By: Celina Nadelman, M.D., uniquely serves as both a board certified anatomic and clinical pathologist and cytopathologist and a fine needle aspiration (FNA) specialist in Beverly Hills, California. www.drnadelman.com

The world is in a pandemic, the first in this century, and the first in 100 years.

A pandemic is caused by an illness that spans the world.

This pandemic is caused by a corona virus, called SARS-CoV2, similar to the one that caused SARS  (sudden acute respiratory syndrome) in 2002 from China. However, SARS was contained and did not affect large populations all over the world. SARS-CoV2 causes the disease, COVID-19.

It has affected all our lives; many people have been infected and many have died from it, and those who have survived may have long lasting health problems.

Much attention has been paid to the pulmonary aspect of the disease, that is, the pneumonia and flu-like symptoms it causes.

However, a lot of bad outcomes from being infected by SARS-CoV2, turn out to be other things, such as strokes (also seen in young people).

All this waiting for a vetted, proven effective vaccine and better treatments, make us feel helpless. What if there was a way to feel empowered, by protecting ourselves (not just through isolation, mask wearing and hand washing) against these bad outcomes?

Taking a closer look into the other aspects of COVID-19, through front line worker experience and autopsies, we find that COVID-19 affects not just the lungs, but also our vessels.

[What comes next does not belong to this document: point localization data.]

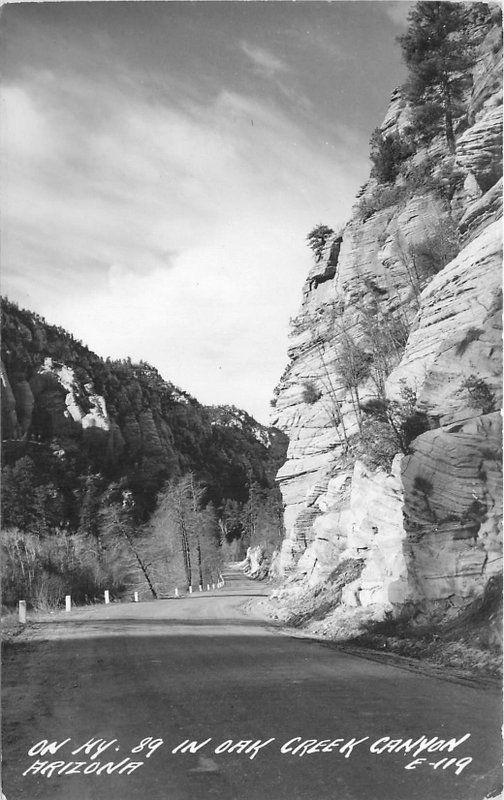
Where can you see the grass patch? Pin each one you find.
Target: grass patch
(471, 641)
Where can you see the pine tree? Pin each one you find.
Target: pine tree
(437, 50)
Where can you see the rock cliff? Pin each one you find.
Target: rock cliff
(390, 398)
(78, 425)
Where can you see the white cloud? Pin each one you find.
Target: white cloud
(170, 234)
(263, 60)
(397, 11)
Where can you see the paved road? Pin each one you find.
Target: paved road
(198, 668)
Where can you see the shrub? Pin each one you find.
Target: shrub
(377, 444)
(480, 396)
(425, 258)
(387, 155)
(391, 426)
(317, 239)
(43, 571)
(310, 393)
(428, 175)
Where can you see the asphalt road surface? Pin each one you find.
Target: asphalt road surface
(138, 680)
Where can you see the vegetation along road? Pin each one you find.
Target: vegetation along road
(98, 704)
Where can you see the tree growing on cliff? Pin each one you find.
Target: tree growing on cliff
(437, 50)
(387, 155)
(317, 239)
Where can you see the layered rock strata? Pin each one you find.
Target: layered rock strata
(429, 526)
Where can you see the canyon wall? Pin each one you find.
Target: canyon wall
(401, 314)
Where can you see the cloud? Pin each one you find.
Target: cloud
(263, 60)
(172, 232)
(397, 11)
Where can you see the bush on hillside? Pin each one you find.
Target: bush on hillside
(387, 154)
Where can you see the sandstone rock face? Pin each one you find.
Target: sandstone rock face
(429, 527)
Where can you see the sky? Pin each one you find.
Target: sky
(162, 165)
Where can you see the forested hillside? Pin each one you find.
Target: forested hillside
(89, 444)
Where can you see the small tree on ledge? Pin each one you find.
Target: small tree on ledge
(317, 239)
(437, 51)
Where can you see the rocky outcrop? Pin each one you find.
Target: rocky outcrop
(408, 313)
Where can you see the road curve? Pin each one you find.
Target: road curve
(199, 669)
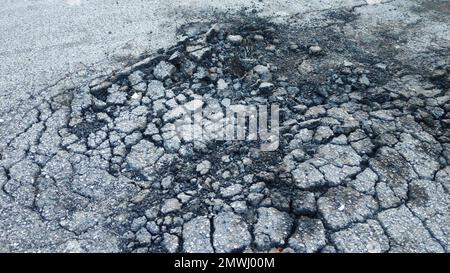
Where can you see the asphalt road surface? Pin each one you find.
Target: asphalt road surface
(90, 91)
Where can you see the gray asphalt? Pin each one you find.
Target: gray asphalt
(48, 47)
(44, 41)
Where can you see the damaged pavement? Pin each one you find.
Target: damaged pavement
(363, 163)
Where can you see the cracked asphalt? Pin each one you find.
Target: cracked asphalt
(89, 161)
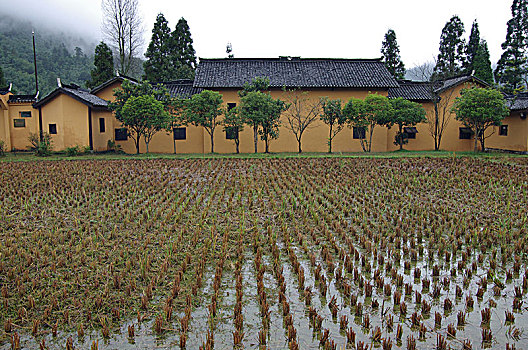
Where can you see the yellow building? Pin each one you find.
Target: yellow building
(79, 117)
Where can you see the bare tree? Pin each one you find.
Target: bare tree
(123, 29)
(301, 113)
(441, 99)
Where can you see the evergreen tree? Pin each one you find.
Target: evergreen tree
(158, 66)
(182, 52)
(451, 58)
(390, 52)
(472, 47)
(3, 83)
(512, 66)
(104, 65)
(482, 63)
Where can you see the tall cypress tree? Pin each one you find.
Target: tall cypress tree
(158, 66)
(452, 54)
(472, 47)
(512, 65)
(182, 52)
(482, 64)
(104, 65)
(3, 83)
(390, 52)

Damage to our vessel lining, the endothelium, can cause havoc in our body. Damage to the endothelium causes it to become dysfunctional, releasing chemicals and mediators such as the “cytokine storm” and clotting.

Our long-standing knowledge of how the endothelium can be damaged, through cardiovascular disease models, can help us understand how SARS-CoV2 causes more damage in the body than just in the lungs. We are seeing that people who get sickest from COVID-19 have high blood pressure and diabetes and tend to be obese. These are all cardiovascular health risks. If we follow this idea, perhaps we can protect ourselves from bad outcomes of COVID-19 infection through known ways to protect our bodies (and our endothelium) by being more heart healthy. It is understandable that you cannot ask people to just lose weight and be more physically active overnight, but you can get protection through supplements that have been well known to protect our cardiovascular system.

The supplements that support endothelial health are Vitamin C (400mg-2g), Vitamin D (600mg-5g), Magnesium (310-400mg), Co Q10 (150-300mg), Flavanoids (as in black tea, purple grapes, & natural cocoa, etc.), Resveratol (<1000mg).

(https://lpi.oregonstate.edu/mic/health-disease/endothelial-dysfunction)

Lipoic Acid, Soy Isoflavones and Vitamin E have varied results. Always consult with your physician before beginning any new regimen or taking new supplements.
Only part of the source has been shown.